In the R. C. Lucas Archive there is an antique wax half-length female figure [figure 1]. This sculpture has a relationship to the infamous wax bust of 'Flora' held at the Bode Museum in Berlin [Figures 2 & 3].
In 1909, a wax bust identified as the Roman goddess Flora was acquired from the London dealer Murray Marks for £8,000 by Wilhelm von Bode for the Kaiser-Friedrich-Museum. The bust was attributed on stylistic grounds by Bode as an original work of Leonardo da Vinci; subsequently a letter in The Times
'revealed' the bust to have been made by the sculptor Richard Cockle Lucas
, according to the testimony of Lucas's son Albert, and a 19th-century photograph of the bust made by Lucas [figure 2].

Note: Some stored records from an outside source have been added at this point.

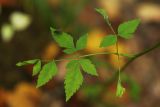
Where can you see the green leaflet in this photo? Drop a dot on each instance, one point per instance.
(120, 89)
(63, 39)
(36, 68)
(27, 62)
(88, 67)
(48, 71)
(81, 42)
(126, 29)
(104, 14)
(69, 50)
(73, 78)
(108, 41)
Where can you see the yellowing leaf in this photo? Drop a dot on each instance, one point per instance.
(27, 62)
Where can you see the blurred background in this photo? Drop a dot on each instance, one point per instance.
(25, 34)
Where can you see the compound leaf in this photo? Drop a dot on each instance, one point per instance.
(63, 39)
(88, 67)
(126, 29)
(108, 41)
(104, 14)
(48, 71)
(27, 62)
(36, 68)
(73, 79)
(81, 42)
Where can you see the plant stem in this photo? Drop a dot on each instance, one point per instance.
(141, 54)
(88, 55)
(117, 49)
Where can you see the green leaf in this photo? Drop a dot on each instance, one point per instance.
(73, 79)
(104, 14)
(63, 39)
(36, 68)
(126, 29)
(82, 42)
(88, 67)
(120, 89)
(108, 41)
(69, 50)
(27, 62)
(48, 71)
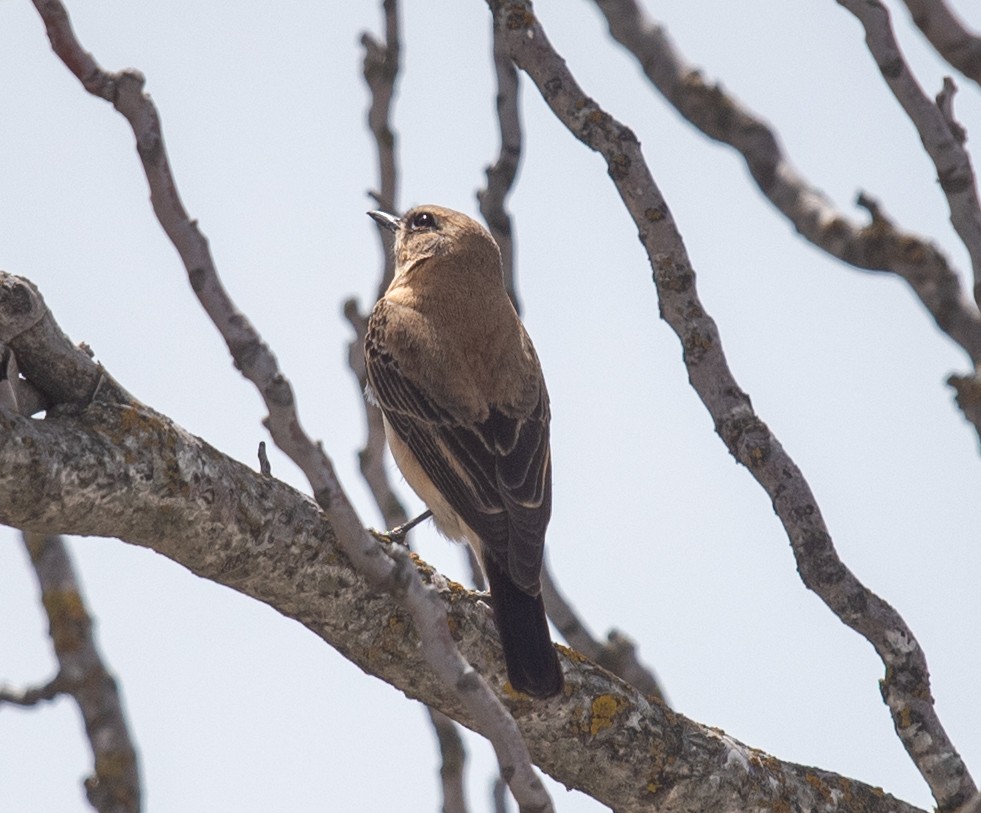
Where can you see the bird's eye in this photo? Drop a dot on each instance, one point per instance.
(423, 220)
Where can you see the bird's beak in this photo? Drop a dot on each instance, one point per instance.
(390, 222)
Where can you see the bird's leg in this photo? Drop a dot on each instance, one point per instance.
(397, 534)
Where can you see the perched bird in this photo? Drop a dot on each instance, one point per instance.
(467, 414)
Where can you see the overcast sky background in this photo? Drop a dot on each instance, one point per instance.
(655, 530)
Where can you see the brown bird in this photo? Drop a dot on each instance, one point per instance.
(467, 414)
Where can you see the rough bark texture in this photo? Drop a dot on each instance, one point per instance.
(123, 470)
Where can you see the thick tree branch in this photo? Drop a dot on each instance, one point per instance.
(953, 41)
(943, 144)
(120, 469)
(391, 572)
(906, 685)
(877, 246)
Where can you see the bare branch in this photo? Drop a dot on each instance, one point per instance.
(32, 696)
(393, 572)
(115, 785)
(906, 686)
(618, 654)
(501, 175)
(254, 534)
(454, 757)
(878, 246)
(953, 41)
(381, 68)
(952, 162)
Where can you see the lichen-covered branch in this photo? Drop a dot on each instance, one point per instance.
(390, 572)
(879, 245)
(254, 534)
(618, 654)
(906, 685)
(114, 787)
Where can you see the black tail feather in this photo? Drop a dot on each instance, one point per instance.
(532, 664)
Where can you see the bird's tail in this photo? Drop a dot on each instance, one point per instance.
(533, 667)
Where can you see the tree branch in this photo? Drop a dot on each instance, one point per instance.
(877, 246)
(381, 70)
(906, 685)
(389, 571)
(941, 143)
(953, 41)
(115, 785)
(254, 534)
(503, 172)
(618, 654)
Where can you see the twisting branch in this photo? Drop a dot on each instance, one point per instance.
(391, 571)
(953, 41)
(942, 144)
(224, 522)
(381, 70)
(114, 787)
(501, 175)
(618, 654)
(906, 685)
(877, 246)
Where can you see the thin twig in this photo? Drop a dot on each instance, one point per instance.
(906, 685)
(501, 175)
(114, 787)
(618, 654)
(389, 569)
(381, 72)
(216, 517)
(953, 41)
(943, 145)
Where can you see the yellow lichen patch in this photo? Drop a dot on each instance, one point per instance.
(604, 708)
(819, 785)
(68, 617)
(572, 654)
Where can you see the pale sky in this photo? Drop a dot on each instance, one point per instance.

The ensuing controversy made Lucas's name famous posthumously, and later texts cast Lucas unfairly as a forger, suggesting the Flora had been created fraudulently for gain. For instance, Briefel in 2006 described the bust's 'spuriousness', labelling the bust 'a fake' and recounting how Albert Lucas had 'confessed' to helping his father make the Flora.
Aviva Briefel, The Deceivers: art forgery and identity in the Nineteenth Century (Ithaca & London: Cornell University Press, 2006).
Hans Ost, Edeltrödel: Neues zu der Leonardo da Vinci oder seinem Umkreis zugeschriebenen „Flora” des Bode-Museums in Berlin (Author, 2008).
Ulrike Wolff-Thomsen, Die Wachsbüste einer Flora in der Berliner Skulpturensammlung und das System Wilhelm Bode: Leonardo da Vinci oder Richard Cockle Lucas? (Kiel: Verlag Ludwig, 2006).